NBC (Thursdays, 9:30 p.m. ET)

B-

Téa Leoni has been called a combination of Katharine Hepburn, Carole Lombard and Lucille Ball. In the first two episodes of this remodeled sitcom (it aired last year on ABC and was picked up by NBC as a mid-season replacement), Lucy is the dominant influence.

Last season, Nora (Leoni) was taking photos for a trashy tabloid. The new editor, Les (George Wendt), has now turned the sheet respectable and reassigned her to write the advice column. Her main job, though, seems to be telling white lies, then frantically covering up. This behavior suits Leoni's Lucy-like energy level, but we get the feeling her character is too smart for such foolish deception. That's a compliment we can't pay her coworkers Nick and Dave (holdovers Jonathan Penner and Mark Roberts, respectively), who in the second show feign a gay relationship to get Super Bowl tickets from the boss. Don't ask.

Though the material isn't yet worthy of the star, it's clear that NBC sees in Leoni a Lombardian gift for being simultaneously sexy and ridiculous. As for sharp-tongued former editor Camilla (Holland Taylor), the good news is she's only been demoted, not dismissed.
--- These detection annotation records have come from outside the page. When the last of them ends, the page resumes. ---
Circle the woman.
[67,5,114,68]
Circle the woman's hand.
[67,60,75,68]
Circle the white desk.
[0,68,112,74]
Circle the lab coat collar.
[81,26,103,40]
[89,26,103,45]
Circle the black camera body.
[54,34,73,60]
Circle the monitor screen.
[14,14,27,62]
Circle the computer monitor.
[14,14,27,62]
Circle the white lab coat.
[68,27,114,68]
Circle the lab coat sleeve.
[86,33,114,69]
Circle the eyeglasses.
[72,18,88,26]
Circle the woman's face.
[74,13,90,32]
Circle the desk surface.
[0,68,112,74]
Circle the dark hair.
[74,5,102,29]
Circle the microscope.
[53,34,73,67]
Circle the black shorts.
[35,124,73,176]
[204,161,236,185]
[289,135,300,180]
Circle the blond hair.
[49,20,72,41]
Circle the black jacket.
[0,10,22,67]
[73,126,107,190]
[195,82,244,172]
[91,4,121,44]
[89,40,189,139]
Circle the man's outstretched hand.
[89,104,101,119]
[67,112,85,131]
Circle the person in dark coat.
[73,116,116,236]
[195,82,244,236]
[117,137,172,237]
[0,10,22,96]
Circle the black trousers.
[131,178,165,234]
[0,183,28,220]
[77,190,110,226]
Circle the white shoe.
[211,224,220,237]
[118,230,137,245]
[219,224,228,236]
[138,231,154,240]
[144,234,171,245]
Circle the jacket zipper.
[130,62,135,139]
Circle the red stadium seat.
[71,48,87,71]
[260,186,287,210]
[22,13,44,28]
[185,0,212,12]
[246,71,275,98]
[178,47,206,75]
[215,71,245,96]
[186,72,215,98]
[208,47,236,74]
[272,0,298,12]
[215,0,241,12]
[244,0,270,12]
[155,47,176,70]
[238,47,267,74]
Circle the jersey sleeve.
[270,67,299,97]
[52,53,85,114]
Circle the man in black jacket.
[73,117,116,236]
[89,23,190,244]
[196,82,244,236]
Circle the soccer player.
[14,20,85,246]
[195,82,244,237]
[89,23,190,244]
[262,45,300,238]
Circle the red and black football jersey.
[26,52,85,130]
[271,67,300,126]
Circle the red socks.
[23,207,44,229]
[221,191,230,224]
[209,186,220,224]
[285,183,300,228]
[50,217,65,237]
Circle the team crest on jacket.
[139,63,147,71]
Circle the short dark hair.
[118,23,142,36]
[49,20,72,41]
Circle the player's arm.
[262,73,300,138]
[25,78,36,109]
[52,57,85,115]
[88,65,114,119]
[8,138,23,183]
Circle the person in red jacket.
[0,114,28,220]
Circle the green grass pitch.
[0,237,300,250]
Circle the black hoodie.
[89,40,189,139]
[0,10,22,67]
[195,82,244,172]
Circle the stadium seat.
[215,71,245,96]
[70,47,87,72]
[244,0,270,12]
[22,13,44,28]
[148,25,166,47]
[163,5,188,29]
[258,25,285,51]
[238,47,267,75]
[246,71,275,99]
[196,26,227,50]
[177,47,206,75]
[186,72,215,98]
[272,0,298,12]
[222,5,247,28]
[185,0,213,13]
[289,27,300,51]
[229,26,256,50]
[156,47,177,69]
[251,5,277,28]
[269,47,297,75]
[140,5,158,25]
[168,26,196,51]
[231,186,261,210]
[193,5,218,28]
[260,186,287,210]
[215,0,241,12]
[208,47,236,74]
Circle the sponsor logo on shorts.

Comedy Central (Sun., Jan. 19, 8 p.m. ET)

B

If Ab Fab is an acquired taste, then this two-hour episode is an opportunity for those who know the show to drink deep.
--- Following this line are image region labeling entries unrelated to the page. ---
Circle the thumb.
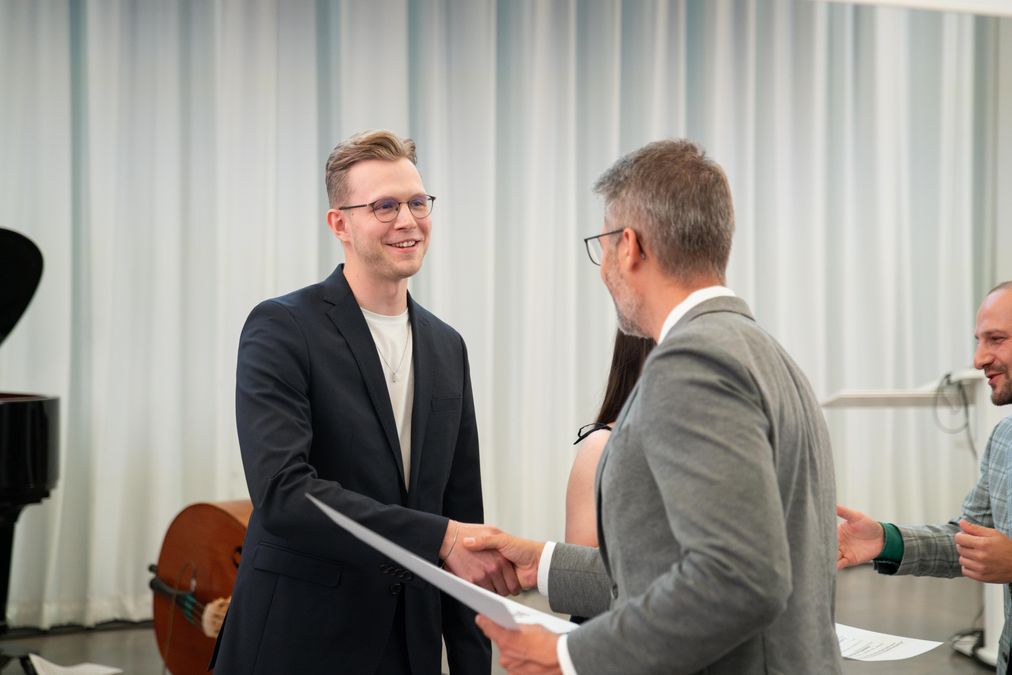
[836,504,865,522]
[461,534,503,551]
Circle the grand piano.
[0,228,60,670]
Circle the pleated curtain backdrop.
[0,0,1009,626]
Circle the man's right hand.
[463,530,544,588]
[439,520,522,595]
[836,504,886,570]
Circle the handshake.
[439,520,544,595]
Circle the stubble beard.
[603,265,650,338]
[991,368,1012,406]
[351,226,428,281]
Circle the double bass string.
[158,561,203,675]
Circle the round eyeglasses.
[337,194,436,223]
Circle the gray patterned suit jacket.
[549,298,841,675]
[875,417,1012,673]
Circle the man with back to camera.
[212,131,519,675]
[837,281,1012,675]
[463,141,841,675]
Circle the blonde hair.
[324,129,417,208]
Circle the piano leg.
[0,504,35,675]
[0,504,23,639]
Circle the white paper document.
[836,623,941,661]
[28,654,123,675]
[306,493,577,634]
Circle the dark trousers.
[376,595,411,675]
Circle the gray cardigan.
[549,298,841,675]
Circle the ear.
[621,228,647,269]
[327,208,351,244]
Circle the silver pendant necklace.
[376,321,411,383]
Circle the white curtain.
[0,0,1010,626]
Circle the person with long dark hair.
[566,331,655,546]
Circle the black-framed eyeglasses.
[337,194,436,223]
[573,422,611,445]
[583,228,625,266]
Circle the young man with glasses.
[463,141,841,675]
[212,132,519,675]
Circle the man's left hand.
[955,520,1012,584]
[476,614,563,675]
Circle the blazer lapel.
[324,264,404,486]
[408,293,435,500]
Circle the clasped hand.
[439,520,537,595]
[954,519,1012,584]
[450,525,562,675]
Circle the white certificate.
[306,493,577,634]
[836,623,941,661]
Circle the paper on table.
[306,493,577,632]
[836,623,941,661]
[28,654,123,675]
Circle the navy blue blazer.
[212,265,491,675]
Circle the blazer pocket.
[431,396,460,413]
[253,543,341,587]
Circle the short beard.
[604,259,653,338]
[991,379,1012,406]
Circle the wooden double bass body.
[151,500,253,675]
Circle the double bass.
[149,500,253,675]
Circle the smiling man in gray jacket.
[465,141,841,675]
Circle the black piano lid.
[0,228,43,352]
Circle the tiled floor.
[3,568,994,675]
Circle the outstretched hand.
[955,519,1012,584]
[439,520,523,595]
[463,530,544,588]
[476,614,563,675]
[836,504,886,570]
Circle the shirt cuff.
[556,636,577,675]
[537,541,554,595]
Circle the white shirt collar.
[657,286,735,344]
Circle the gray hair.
[594,140,735,283]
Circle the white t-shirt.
[362,309,415,487]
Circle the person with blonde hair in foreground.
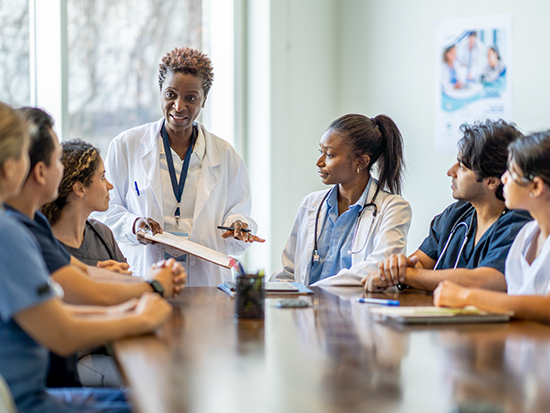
[434,131,550,322]
[0,103,181,412]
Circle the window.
[0,0,30,107]
[64,0,203,156]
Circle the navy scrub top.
[419,201,532,274]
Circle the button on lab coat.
[94,119,257,286]
[271,182,412,286]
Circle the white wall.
[254,0,550,276]
[247,0,338,274]
[338,0,550,252]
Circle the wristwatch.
[147,280,164,297]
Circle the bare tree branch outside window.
[0,0,30,107]
[67,0,202,155]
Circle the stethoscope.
[313,180,380,263]
[433,206,508,270]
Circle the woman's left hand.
[222,219,265,242]
[97,260,132,275]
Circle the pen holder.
[235,274,265,318]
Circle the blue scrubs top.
[419,201,532,274]
[5,205,71,274]
[309,179,372,285]
[0,207,58,412]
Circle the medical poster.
[435,15,513,153]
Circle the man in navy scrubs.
[362,120,531,291]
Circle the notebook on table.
[369,307,514,325]
[224,281,313,295]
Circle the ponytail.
[329,114,405,194]
[373,115,405,195]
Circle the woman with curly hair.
[41,140,129,273]
[96,47,263,286]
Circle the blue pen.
[357,298,399,305]
[237,261,246,275]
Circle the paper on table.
[139,231,237,268]
[369,307,514,323]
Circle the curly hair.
[159,47,214,97]
[458,119,523,201]
[40,139,101,225]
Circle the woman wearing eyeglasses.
[272,114,411,285]
[434,131,550,322]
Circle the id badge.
[164,231,189,262]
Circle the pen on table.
[218,225,252,232]
[357,298,399,305]
[217,284,235,298]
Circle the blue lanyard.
[160,122,197,229]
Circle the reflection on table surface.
[114,287,550,413]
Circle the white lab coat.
[94,119,257,286]
[271,181,412,286]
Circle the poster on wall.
[435,15,513,153]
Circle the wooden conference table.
[113,287,550,413]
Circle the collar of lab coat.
[141,118,225,225]
[303,179,383,283]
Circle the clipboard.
[139,231,237,268]
[369,306,514,325]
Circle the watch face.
[149,280,164,297]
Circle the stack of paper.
[139,232,237,268]
[369,307,514,324]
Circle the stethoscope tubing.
[313,181,380,262]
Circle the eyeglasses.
[506,168,535,186]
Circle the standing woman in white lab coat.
[272,115,411,286]
[96,47,263,286]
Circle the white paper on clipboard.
[139,231,237,268]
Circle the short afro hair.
[159,47,214,96]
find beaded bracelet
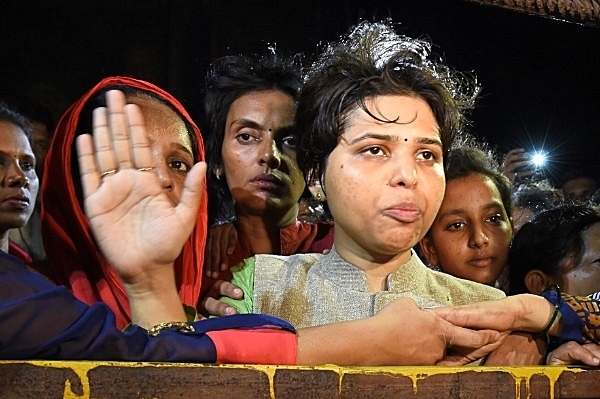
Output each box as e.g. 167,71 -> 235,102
148,321 -> 196,337
540,284 -> 562,335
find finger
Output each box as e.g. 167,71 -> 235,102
92,107 -> 117,173
175,162 -> 206,239
437,330 -> 508,366
442,320 -> 500,348
219,281 -> 244,299
75,134 -> 100,198
218,224 -> 231,270
204,228 -> 218,278
124,104 -> 153,169
204,298 -> 237,316
106,90 -> 133,169
227,223 -> 237,255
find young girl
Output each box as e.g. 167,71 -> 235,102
421,146 -> 513,286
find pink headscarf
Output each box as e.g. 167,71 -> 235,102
34,77 -> 208,328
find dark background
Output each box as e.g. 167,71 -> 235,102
0,0 -> 600,186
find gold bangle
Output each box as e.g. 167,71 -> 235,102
148,321 -> 196,337
540,284 -> 562,335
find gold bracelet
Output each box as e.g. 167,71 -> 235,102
540,284 -> 562,335
148,321 -> 196,337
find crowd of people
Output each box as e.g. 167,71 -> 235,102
0,21 -> 600,366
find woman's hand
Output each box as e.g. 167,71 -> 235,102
77,90 -> 206,325
204,223 -> 237,279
Bingeing on intoxicants at a French ski resort, those untamed British creatures of fashion Edina (creator-writer Jennifer Saunders) and Patsy (Joanna Lumley) hit the slopes face first. Then Edina hurtles into wedding-planner mode after her excessively sober daughter Saffron (Julia Sawalha) unwisely jumps at the proposal of a controlling prig (Tom Hollander) with superrich parents. This yields more laughs, although several oh-so-wacky hangers-on (including comedian Mo Gaffney as a cowl-clad Scientologist) overcrowd the scene.

Some jokes are brilliantly on target, such as when Patsy quaffs and critiques Elizabeth Taylor's new perfume. An equal number are belabored. Shouldn't it have been obvious that "When is the millennium?" is spoiled by repetition? But Ab Fab goes out—if indeed this is farewell—with gusto and no apologies. As Edina says, "It might be wrong, but it's right. That's my motto."
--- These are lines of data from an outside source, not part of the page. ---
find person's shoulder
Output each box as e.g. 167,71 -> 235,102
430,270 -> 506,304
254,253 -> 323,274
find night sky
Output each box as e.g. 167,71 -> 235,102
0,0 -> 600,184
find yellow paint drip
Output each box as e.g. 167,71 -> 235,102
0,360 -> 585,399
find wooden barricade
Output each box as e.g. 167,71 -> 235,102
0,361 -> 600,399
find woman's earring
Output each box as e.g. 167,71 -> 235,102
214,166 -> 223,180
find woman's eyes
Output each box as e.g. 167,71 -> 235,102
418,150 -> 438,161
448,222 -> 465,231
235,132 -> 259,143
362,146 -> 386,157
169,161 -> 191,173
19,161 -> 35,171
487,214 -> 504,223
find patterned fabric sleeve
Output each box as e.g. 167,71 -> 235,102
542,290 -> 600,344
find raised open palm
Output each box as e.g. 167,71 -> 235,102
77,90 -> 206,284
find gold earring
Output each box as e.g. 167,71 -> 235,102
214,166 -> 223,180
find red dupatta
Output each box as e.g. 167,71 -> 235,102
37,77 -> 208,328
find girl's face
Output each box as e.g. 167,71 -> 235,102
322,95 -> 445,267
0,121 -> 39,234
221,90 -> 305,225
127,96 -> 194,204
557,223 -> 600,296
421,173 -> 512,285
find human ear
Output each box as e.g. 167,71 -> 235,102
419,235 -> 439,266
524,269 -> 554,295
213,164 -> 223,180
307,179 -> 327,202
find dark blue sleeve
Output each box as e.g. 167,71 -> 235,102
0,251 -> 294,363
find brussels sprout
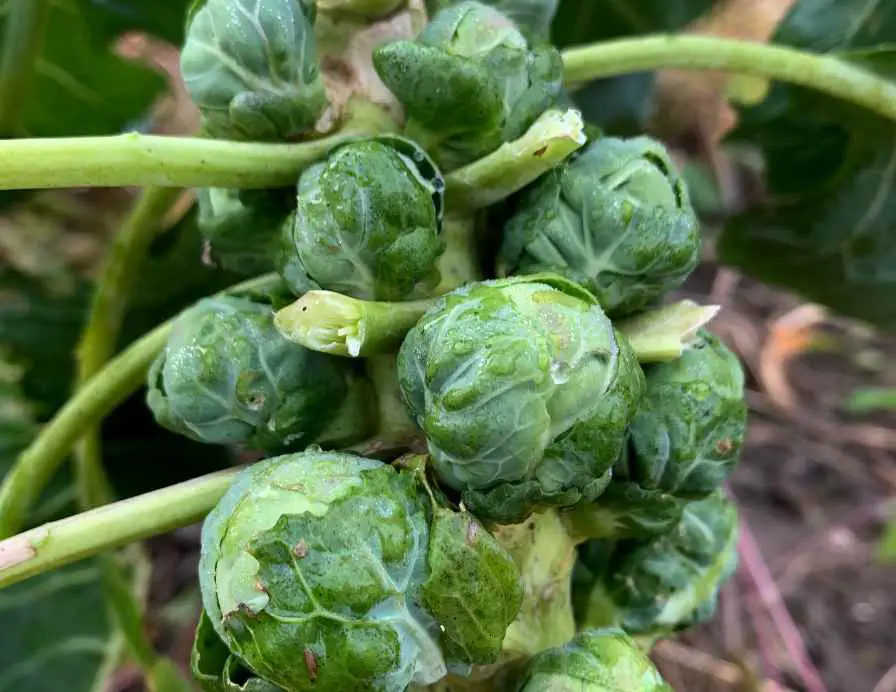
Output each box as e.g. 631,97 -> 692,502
517,627 -> 673,692
373,2 -> 563,170
426,0 -> 560,41
574,490 -> 738,637
180,0 -> 327,141
564,329 -> 747,539
147,296 -> 375,450
197,188 -> 295,276
398,275 -> 644,523
199,449 -> 521,692
498,137 -> 700,317
279,135 -> 445,300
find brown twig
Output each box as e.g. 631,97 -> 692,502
738,521 -> 827,692
654,639 -> 792,692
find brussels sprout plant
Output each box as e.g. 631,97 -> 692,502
7,0 -> 896,692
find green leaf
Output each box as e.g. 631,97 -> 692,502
719,0 -> 896,326
12,0 -> 165,137
843,387 -> 896,414
81,0 -> 190,46
551,0 -> 715,137
551,0 -> 715,47
877,512 -> 896,564
0,560 -> 119,692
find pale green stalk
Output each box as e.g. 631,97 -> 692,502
445,110 -> 586,211
563,35 -> 896,120
0,275 -> 280,537
0,469 -> 239,588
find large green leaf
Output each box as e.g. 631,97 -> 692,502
719,0 -> 896,326
13,0 -> 165,137
551,0 -> 715,136
0,560 -> 117,692
551,0 -> 715,48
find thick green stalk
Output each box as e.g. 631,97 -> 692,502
0,132 -> 360,190
0,275 -> 280,538
445,110 -> 586,211
0,0 -> 50,137
0,469 -> 239,588
563,35 -> 896,125
75,187 -> 181,509
75,187 -> 181,688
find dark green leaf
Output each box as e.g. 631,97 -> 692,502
81,0 -> 190,46
551,0 -> 714,136
0,560 -> 119,692
12,0 -> 165,137
190,610 -> 280,692
551,0 -> 715,48
719,0 -> 896,326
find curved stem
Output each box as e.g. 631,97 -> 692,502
0,0 -> 49,137
0,469 -> 239,588
563,35 -> 896,120
75,187 -> 181,509
0,275 -> 280,537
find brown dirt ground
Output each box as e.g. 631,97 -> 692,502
115,5 -> 896,692
130,262 -> 896,692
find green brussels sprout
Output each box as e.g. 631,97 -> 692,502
573,490 -> 738,638
564,329 -> 747,539
373,2 -> 563,170
278,135 -> 445,300
146,296 -> 375,450
498,137 -> 701,318
196,187 -> 295,276
517,627 -> 673,692
180,0 -> 327,141
199,448 -> 522,692
426,0 -> 560,41
398,275 -> 644,523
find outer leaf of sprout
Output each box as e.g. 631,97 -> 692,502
517,628 -> 673,692
498,137 -> 701,318
147,296 -> 375,450
399,275 -> 643,523
180,0 -> 327,141
278,135 -> 445,300
575,491 -> 738,638
373,2 -> 563,170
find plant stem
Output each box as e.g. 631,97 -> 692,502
367,353 -> 420,443
0,0 -> 49,137
445,110 -> 586,212
75,187 -> 182,509
0,133 -> 364,190
563,35 -> 896,120
0,469 -> 239,588
0,275 -> 280,538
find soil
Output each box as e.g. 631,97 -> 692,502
655,263 -> 896,692
133,262 -> 896,692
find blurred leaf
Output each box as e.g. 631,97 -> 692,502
877,510 -> 896,564
719,0 -> 896,326
843,387 -> 896,414
0,560 -> 120,692
7,0 -> 166,137
82,0 -> 190,46
551,0 -> 715,47
551,0 -> 714,137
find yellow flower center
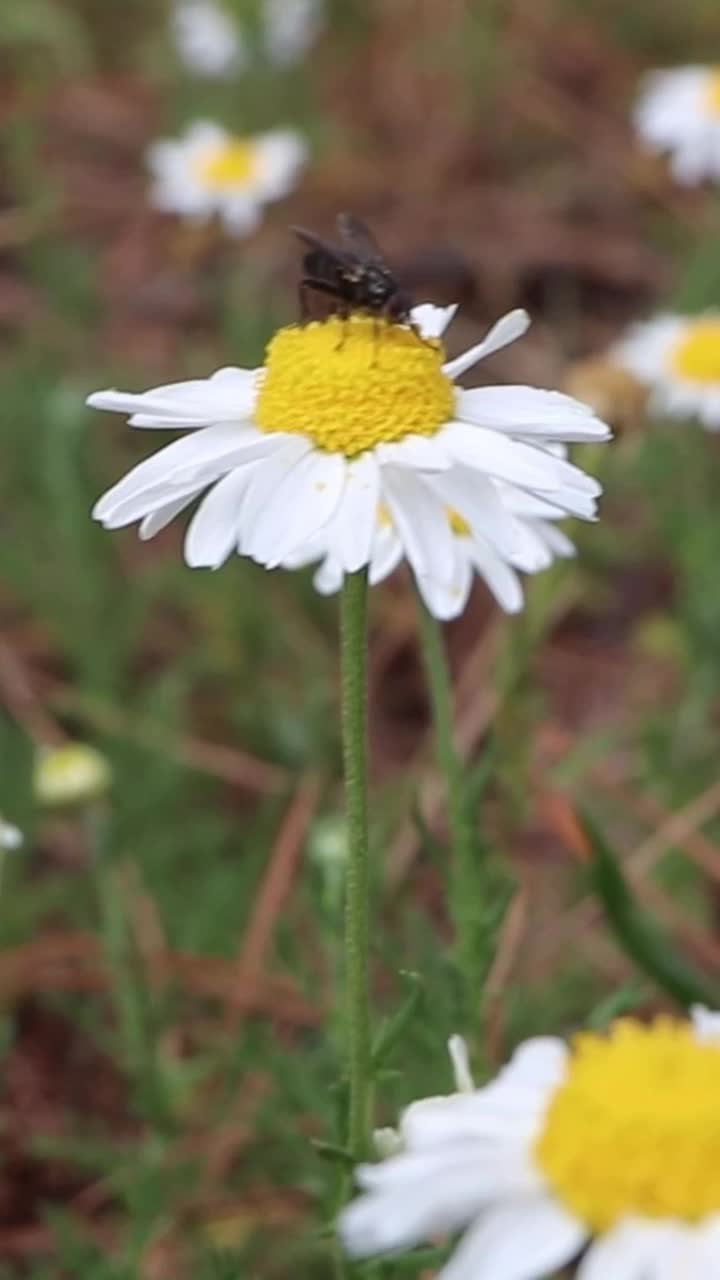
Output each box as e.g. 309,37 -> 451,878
536,1018 -> 720,1231
706,68 -> 720,115
256,315 -> 455,458
199,138 -> 258,191
673,319 -> 720,383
History Channel (Sun., Jan. 19, 8 p.m. ET)

A-

Anyone who has seen him act or heard him sing knows Mandy Patinkin has a natural tendency to emote. But there's another reason he sounds more involved here than your average narrator-for-hire: In 1905, his paternal grandfather entered the United States from Poland via Ellis Island in New York Harbor. In fact, according to this lovingly assembled documentary, four out of 10 Americans can trace their ancestry to people who came through the facility during the half century it served as our principal immigration station. (Closed in 1954, it was turned into a museum in 1990.)

The program excels in detailing how 13 million immigrants were processed—as many as 20,000 a day at the peak of the influx—and in sketching the human stories of some who will never forget the waiting, the worrying and the rejoicing.

CBS (Tues., Jan. 21, 9 p.m. ET)

C-

In this tear-drenched TV movie, inspired by true stories, John Ritter overplays Ed Chandler, a car salesman callously fired for taking time off to be with his adolescent daughter Missy (Anna Chlumsky), who suffers from a rare form of cancer. With his joblessness dragging on and his wife (Tess Harper) coming unglued, Ed, for reasons never adequately explained in the movie, gets to recount his tale of woe before a congressional panel considering the Family and Medical Leave Act. After Bill Clinton signs the act into law, the Make-a-Wish Foundation arranges for the dying Missy to visit the White House. The drama tries to build suspense over whether she'll meet the President—but, hey, we saw his name in the opening credits.

Clinton makes the most of his cameo, smiling warmly and resisting the impulse to say he feels Missy's pain. But we miss Bob Dole in the background, grousing that family leave is a burden on business.